If you aren't doing the 8 hour plus experience things take longer, sometimes a lot longer, but as long as you are putting in a few hours a day you are on the right track... Now many rats don't have a clue what or who you are and they have no idea what to do with you. Are you a big rat? Do you want to play? Are you a big evil monster? They are about 6 ounces and you are gynormus! Imagine something the size of a blue whale circling you. You can't even see where this thing starts and ends. Naturally they are going to be reluctant to tick you off or engage you. Just like you might want to be friends with the blue whale and you don't have a clue how to start that's where your rats are now. But if the whale keeps rubbing against you and passing you goodies and stays right with you you are eventually going to get the message and begin to engage him more. 

So yes... for now, you have to take the initiative. If they don't seem scared anymore... that's great! Now keep using their names, try calling them, keep talking and stay on them and they will respond.

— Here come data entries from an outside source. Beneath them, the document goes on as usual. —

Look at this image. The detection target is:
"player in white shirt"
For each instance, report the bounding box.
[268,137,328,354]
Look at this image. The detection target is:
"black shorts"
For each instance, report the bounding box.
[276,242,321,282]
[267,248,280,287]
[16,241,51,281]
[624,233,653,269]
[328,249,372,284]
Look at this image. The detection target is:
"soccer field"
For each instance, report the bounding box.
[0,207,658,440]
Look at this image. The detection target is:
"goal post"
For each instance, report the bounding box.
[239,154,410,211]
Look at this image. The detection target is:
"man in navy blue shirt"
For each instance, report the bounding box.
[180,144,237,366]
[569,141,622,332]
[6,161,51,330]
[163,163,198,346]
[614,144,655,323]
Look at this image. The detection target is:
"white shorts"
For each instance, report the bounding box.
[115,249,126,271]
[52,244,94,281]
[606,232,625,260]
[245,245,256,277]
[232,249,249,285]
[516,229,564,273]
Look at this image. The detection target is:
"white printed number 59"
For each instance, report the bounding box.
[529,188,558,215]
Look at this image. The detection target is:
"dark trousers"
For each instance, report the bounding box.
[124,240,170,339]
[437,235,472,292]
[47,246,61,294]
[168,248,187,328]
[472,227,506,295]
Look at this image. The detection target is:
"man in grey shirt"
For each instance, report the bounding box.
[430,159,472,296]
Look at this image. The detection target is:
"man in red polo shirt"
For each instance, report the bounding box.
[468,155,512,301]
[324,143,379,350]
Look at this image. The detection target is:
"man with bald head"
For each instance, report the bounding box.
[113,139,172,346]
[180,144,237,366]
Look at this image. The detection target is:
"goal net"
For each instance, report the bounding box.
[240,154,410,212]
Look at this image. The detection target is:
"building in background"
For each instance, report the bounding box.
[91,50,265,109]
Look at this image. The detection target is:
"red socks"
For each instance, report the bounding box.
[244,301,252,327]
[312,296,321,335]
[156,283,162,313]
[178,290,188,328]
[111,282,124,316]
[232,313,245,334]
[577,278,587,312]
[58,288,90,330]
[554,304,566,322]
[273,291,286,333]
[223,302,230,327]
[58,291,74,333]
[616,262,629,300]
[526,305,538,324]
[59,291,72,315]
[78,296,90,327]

Then try and interpret their motions and try to respond to what they are asking you or telling you. When they misbehave give them a love tap so they get the message. And with a lot of affection and a little discipline you become the pack alpha. Once they are completely safe to handle, snatch them out of their cages as much as possible even for just a few minutes and give them little hugs and skritches, and if they want to come out when you walk into the room open the door and pull them out and hug them or give them a treat, so they know you hear them. 

I'm glad you are really excited, I know your rats are too! You and your new pack are on the path to a great new friendship now that you are really getting it together. If you feel your progress is stopping do the marathon immersion if you are making headway everyday just keep up what you are doing. Don't stop or give up until you feel the love.


----------